Der Autor, 1968 in Frankfurt-Höchst geboren, beschäftigt sich bereits seit seinem Studium der Germanistik, Philosophie und Politologie mit Aphorismen. Nachhaltigen Eindruck machte in diesem Zusammenhang der Literaturwissenschaftler Ralph-Rainer Wuthenow auf ihn. Von Egert erschienen bereits fehlfarbenfroh ̶ Aphorismen, Schardt Verlag, und Vom Werden und Wesen des Aphorismus, Igel Verlag Wissenschaft.
In der ersten Abhandlung aus Der Fall Aphorismus gibt der Verfasser einen Überblick über die Entwicklung dieser literarischen Gattung. Dabei schlägt er den Bogen von der griechisch-römischen Antike bis hin zum neuzeitlichen Aphorismus. Im Mittelpunkt der Ausführungen stehen die Aphoristiker Georg Christoph Lichtenberg und Friedrich Nietzsche.
Bei der behutsamen Bestimmung des Gattungsbegriffs betont Egert den radikal offenen Charakter des Aphorismus, der sich vehement gegen einengende Festlegungen und systematische Lehrgebäude sperrt. „Der Aphorismus“, so der Autor, „will letztendlich den alten Antagonismus zwischen Kunst, Wissenschaft und Philosophie überwinden“.
Im zweiten Essay nimmt der Autor Arthur Schopenhauer in den Blick und fragt, ob der Privatgelehrte als „Aphoristiker und Moralist“ zu sehen ist. Er kommt dabei zu dem Ergebnis, dass Schopenhauer, den er Nietzsche gegenüberstellt, „mehr Connaisseur der Moralisten als selbst Moralist“ war und im Grunde ein geschlossenes pessimistisches Weltbild vertrat. Zwar habe Schopenhauer dem Aphorismus durchaus nahe gestanden, etwa in seinen Regelbüchern „Die Kunst, recht zu behalten“ und „Die Kunst, glücklich zu sein“ sowie in der Bearbeitung und Übersetzung von Baltasar Gracians „Handorakel zur Weltklugheit“. Im Grunde sei ihm aber das Unabgeschlossene des aphoristischen Denkens fremd gewesen, trügen seine Werke „analytisch-apodiktischen“ Charakter.
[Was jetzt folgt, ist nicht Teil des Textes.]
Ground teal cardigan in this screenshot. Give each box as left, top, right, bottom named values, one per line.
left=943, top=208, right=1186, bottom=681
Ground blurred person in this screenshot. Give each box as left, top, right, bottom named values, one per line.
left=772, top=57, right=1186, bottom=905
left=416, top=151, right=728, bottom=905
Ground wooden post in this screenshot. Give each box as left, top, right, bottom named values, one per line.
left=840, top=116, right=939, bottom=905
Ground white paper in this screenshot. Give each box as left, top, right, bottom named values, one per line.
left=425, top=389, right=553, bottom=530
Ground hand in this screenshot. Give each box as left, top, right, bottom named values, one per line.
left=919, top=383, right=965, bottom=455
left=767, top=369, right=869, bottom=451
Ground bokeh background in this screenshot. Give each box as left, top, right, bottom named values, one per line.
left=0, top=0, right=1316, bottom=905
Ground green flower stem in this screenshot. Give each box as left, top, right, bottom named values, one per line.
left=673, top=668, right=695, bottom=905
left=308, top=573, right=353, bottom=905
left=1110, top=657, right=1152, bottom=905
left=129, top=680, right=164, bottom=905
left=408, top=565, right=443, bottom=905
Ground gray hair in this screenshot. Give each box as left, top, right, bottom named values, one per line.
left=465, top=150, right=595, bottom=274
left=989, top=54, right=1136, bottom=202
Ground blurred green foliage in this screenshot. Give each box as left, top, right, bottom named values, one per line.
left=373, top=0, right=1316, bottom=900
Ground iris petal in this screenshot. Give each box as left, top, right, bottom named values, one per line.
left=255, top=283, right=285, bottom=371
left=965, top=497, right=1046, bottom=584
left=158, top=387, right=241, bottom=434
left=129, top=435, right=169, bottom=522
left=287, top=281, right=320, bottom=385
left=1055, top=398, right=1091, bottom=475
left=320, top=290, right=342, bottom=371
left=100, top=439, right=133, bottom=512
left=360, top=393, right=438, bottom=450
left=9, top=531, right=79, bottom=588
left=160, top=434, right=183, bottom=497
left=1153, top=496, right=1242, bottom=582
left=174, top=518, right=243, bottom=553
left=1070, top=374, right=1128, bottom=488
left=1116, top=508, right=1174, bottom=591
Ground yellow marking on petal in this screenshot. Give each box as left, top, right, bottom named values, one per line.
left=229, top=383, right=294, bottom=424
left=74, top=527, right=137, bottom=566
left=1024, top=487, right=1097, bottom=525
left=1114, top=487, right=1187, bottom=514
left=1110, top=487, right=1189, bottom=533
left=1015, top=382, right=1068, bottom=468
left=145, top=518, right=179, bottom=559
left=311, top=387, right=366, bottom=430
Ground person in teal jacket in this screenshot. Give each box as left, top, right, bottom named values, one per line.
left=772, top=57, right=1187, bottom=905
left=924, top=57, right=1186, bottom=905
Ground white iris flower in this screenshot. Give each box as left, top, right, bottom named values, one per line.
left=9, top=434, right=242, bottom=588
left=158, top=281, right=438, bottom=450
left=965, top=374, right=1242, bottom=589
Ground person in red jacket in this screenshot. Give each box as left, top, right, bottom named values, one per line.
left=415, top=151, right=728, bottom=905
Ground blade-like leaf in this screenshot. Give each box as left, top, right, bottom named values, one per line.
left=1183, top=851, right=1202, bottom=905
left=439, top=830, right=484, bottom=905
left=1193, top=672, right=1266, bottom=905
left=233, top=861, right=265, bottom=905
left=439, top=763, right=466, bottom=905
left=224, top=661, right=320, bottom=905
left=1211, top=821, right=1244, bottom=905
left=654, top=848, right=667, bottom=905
Als „Geschwister im Geiste“ betrachtet der dritte Essay Aphorismus und Pointe. Beiden gemeinsam ist nach Egert die Fähigkeit, Erwartetes und Gewohntes, Bequemes und Herkömmliches zu irritieren und damit „systemkritisch, sprachskeptisch und wahrheitsproblematisierend“, kurzum: erkenntnisschöp-
ferisch zu wirken. Auch in dieser Abhandlung setzt sich der Verfasser ̶ teils widersprechend, teils zustimmend − mit verschiedenen Auffassungen, nun erweitert um die sprachliche Figur der Pointe, auseinander. Er ist überzeugt, dass beide „Kulturtechniken“ eingefahrene Denkwege zu überwinden, Grenzen zu überschreiten vermögen. Spielerisch lassen sie Verengtes hinter sich, erweitern Horizonte und eröffnen Neues, Überraschendes. Pointiert-aphoristische Sprachformen enthüllen die Sprengkraft des Geistes und erweisen sich so als Hoffnungsträger in konsensversessener, geistarmer Zeit.
Einen eigenen Hinweis verdient das mit annähernd 180 Titeln respektable Literaturverzeichnis, bei dem es sich gleichwohl nur um eine Auswahl handelt.
Auch die überaus zahlreichen im Buch genannten Vertreter und Kritiker des Aphorismus können naturgemäß nur angeführt bzw. kurz eingeordnet und kommentiert werden. Der entscheidende Vorzug der Essays liegt darin, dass sie wichtige Impulse bieten − Impulse sowohl für Leser, die bereits von Aphorismen begeistert sind, als auch für solche, die bereit sind, sich von dem leidenschaftlichen Plädoyer Egerts anstecken zu lassen. Die Lektüre macht nachdenklich und bereichert. Sie zielt auf mündige Rezipienten, welche die Mühe des eigenständigen, kritischen Denkens nicht scheuen. Ihnen bietet sich im Aphorismus ein weites Feld für Skepsis und Widerspruch, Esprit und ästhetischen Genuss.